History

The History of the Arkansas Writers MFA Program

The Arkansas Writers MFA Program is one of only a handful of programs in the United States that is located in an independent Department of Writing in a College of Fine Arts and Communication focused heavily on the arts.

In 1996 the administration at UCA decided to make Writing a separate program from the English Department in order to concentrate on first year writing, writing across the curriculum, technical and creative writing.  Dr. David Harvey was brought in the start the program and begin hiring faculty.  Two years later the program became a department and not long after that, an undergraduate writing major was established.

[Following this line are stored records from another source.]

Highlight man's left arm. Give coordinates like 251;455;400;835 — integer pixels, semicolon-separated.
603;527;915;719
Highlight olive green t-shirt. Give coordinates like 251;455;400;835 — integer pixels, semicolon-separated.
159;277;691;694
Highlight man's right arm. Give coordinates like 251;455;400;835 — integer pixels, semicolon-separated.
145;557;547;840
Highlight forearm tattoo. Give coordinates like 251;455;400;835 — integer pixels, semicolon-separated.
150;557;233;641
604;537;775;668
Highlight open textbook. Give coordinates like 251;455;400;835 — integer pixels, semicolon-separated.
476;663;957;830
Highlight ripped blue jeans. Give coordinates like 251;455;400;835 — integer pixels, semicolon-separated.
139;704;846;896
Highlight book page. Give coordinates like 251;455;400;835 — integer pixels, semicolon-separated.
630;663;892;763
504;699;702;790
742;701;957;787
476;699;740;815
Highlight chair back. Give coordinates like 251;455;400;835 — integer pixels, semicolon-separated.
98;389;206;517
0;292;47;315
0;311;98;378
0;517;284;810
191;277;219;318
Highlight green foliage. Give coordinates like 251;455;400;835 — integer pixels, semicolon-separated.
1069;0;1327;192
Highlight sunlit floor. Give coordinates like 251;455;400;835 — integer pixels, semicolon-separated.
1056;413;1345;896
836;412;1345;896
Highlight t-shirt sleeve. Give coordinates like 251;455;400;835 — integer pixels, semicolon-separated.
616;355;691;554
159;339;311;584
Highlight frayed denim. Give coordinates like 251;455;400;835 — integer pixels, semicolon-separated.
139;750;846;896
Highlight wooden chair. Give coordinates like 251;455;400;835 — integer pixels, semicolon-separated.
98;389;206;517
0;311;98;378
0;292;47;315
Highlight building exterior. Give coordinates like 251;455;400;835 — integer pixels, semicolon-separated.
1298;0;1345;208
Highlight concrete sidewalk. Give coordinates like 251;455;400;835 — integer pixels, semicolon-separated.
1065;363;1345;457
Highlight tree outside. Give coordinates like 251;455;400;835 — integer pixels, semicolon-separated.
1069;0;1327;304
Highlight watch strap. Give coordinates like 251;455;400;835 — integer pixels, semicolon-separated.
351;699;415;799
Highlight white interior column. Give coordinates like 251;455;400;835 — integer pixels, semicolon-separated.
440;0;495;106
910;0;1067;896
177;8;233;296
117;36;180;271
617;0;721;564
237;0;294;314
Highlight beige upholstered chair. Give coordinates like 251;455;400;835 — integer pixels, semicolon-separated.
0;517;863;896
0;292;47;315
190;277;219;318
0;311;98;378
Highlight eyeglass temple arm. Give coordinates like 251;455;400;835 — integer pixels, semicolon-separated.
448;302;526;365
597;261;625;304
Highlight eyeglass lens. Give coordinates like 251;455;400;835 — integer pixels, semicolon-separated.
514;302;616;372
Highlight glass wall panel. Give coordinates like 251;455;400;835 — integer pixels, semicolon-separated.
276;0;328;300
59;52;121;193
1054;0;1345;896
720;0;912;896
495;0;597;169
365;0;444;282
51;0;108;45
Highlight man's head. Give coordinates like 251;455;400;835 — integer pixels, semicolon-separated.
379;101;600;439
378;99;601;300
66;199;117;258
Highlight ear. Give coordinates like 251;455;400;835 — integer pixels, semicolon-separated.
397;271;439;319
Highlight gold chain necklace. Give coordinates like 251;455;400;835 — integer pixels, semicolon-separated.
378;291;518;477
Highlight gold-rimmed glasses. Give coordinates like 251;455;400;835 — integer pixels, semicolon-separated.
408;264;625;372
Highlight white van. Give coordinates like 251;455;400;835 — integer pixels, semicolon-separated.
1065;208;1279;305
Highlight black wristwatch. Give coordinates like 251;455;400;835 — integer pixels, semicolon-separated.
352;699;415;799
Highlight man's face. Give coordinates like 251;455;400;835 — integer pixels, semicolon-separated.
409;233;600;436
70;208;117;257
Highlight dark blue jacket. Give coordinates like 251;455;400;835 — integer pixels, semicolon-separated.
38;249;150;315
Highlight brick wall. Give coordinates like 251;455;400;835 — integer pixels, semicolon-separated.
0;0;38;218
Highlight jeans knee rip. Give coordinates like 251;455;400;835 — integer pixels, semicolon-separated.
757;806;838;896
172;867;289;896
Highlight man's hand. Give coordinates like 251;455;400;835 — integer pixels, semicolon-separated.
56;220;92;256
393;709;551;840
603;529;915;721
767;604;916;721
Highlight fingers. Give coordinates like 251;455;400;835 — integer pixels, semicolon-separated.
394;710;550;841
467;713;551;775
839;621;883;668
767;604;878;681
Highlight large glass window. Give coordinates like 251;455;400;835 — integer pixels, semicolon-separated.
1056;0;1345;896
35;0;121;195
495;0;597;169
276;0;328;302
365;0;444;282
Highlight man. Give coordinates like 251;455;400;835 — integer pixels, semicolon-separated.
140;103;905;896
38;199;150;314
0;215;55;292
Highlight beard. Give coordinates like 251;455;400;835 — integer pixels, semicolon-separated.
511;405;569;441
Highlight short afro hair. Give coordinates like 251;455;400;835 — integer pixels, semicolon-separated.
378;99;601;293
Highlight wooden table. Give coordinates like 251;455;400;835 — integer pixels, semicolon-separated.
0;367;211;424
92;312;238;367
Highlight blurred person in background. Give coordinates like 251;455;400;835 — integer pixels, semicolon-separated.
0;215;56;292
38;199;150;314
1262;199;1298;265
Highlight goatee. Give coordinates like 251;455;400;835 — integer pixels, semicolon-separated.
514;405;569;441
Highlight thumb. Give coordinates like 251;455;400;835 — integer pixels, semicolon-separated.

Growing interest in the undergraduate creative writing courses in the department led to the creation of an undergraduate major in creative writing in 2009, under the guidance of new chair Dr. Scott Payne.  The University of Central Arkansas currently offers more undergraduate creative writing courses than any university in the state.  With this solid foundation, as well as with the arrival two national literary magazines, the Oxford American,  and the Exquisite Corpse, which later became the Toad Suck Review, and an established,  award-winning undergraduate literary magazine, the Vortex, the time seemed right to for the program to marshal its resources further towards an MFA program dedicated to preparing the next generation of creative writers.

The Arkansas Writers MFA Program is the product of years of careful planning and thought and the evolution of a group of teachers and administrators whose sole professional concerns are the writing arts.  Fifteen years after the formation of the independent department of writing, the first class of students in the MFA will be poised to reap the fruits of those early labors in the Fall of 2012.